Diagnosis preeklamsia berat pada pasien ini ditegakkan dari pemeriksaan
fisis didapatkan tekanan darah sistolik 160 mmHg dan tekanan diastolik 110
mmHg, edema pada kedua kaki, dan ditemukan proteinuria +3 pada uji dipstik
urin. Pemeriksaan laboratorium darah rutin dan kimia darah dalam batas normal.

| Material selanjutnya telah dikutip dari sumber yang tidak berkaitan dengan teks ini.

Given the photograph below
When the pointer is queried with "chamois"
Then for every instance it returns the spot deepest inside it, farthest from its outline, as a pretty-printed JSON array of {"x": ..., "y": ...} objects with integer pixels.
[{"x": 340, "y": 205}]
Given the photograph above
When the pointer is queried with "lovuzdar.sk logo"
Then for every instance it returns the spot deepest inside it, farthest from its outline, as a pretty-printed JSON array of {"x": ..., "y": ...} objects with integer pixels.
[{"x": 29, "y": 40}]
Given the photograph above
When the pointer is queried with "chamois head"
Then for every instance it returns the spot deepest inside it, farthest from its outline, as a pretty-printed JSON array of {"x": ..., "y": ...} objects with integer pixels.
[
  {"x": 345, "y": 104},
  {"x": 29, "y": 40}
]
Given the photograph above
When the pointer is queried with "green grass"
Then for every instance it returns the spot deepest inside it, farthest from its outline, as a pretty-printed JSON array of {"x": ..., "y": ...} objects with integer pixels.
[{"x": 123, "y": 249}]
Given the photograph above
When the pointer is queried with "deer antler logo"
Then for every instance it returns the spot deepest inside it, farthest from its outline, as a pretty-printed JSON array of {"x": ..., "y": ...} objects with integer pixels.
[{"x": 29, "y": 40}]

Ibu mempunyai faktor resiko yaitu umur tua dan riwayat preeklamsia
sebelumnya. Pada pasien ini dikhawatirkan pasien menjadi eklamsia bila tidak
dilakukan penanganan segera. Untuk mencegah terjadinya kejang diberikan
MgSO4 40%, dimana obat ini mempunyai efek mengurangi kepekaan saraf pusat
pada hubungan neuromuskular. Obat ini menyebabkan vasodilatasi, meningkatkan
diuresis dan menambah aliran darah ke uterus. Diberikan drips MgSO4 40% 4
gram dalam NaCl 100 cc 73 tpm dalam 30 menit selanjutnya maintanence infus
MgSO4 40% 6 gram dalam RL 500 cc 28 tpm sehingga 24 jam post operasi.

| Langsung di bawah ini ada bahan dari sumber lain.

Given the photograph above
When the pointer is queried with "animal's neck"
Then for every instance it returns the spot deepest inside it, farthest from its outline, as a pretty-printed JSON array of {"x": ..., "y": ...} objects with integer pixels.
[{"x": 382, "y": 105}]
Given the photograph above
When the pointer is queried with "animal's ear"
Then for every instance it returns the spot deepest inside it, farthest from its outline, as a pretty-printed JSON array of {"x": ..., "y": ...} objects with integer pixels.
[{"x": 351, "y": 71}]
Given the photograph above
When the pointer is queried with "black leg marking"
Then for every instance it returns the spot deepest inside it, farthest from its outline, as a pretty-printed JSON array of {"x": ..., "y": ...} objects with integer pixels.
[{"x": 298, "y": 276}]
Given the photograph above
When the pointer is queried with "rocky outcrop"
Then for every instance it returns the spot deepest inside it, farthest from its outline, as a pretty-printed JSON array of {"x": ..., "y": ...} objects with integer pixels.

Obat antihipertensi diberikan untuk menurunkan tekanan darah supaya
kemungkinan kejang dan apopleksia serebri menjadi kecil. Pasien diberikan
nifedipin 3 x 10 mg per oral. Dilakukan pemasangan infus dan kateter, serta
observasi tanda-tanda impending eklamsia. Pemasangan kateter adalah untuk
mengobservasi produksi urin setelah dilakukan pemberian MgSO4 40% dimana
antara syarat pemberian MgSO4 adalah produksi urin >30 ml/jam. Selanjutnya,
pasien direncanakan cito SSTP untuk persalinannya karena didapatkan tandatanda impending eclampsia.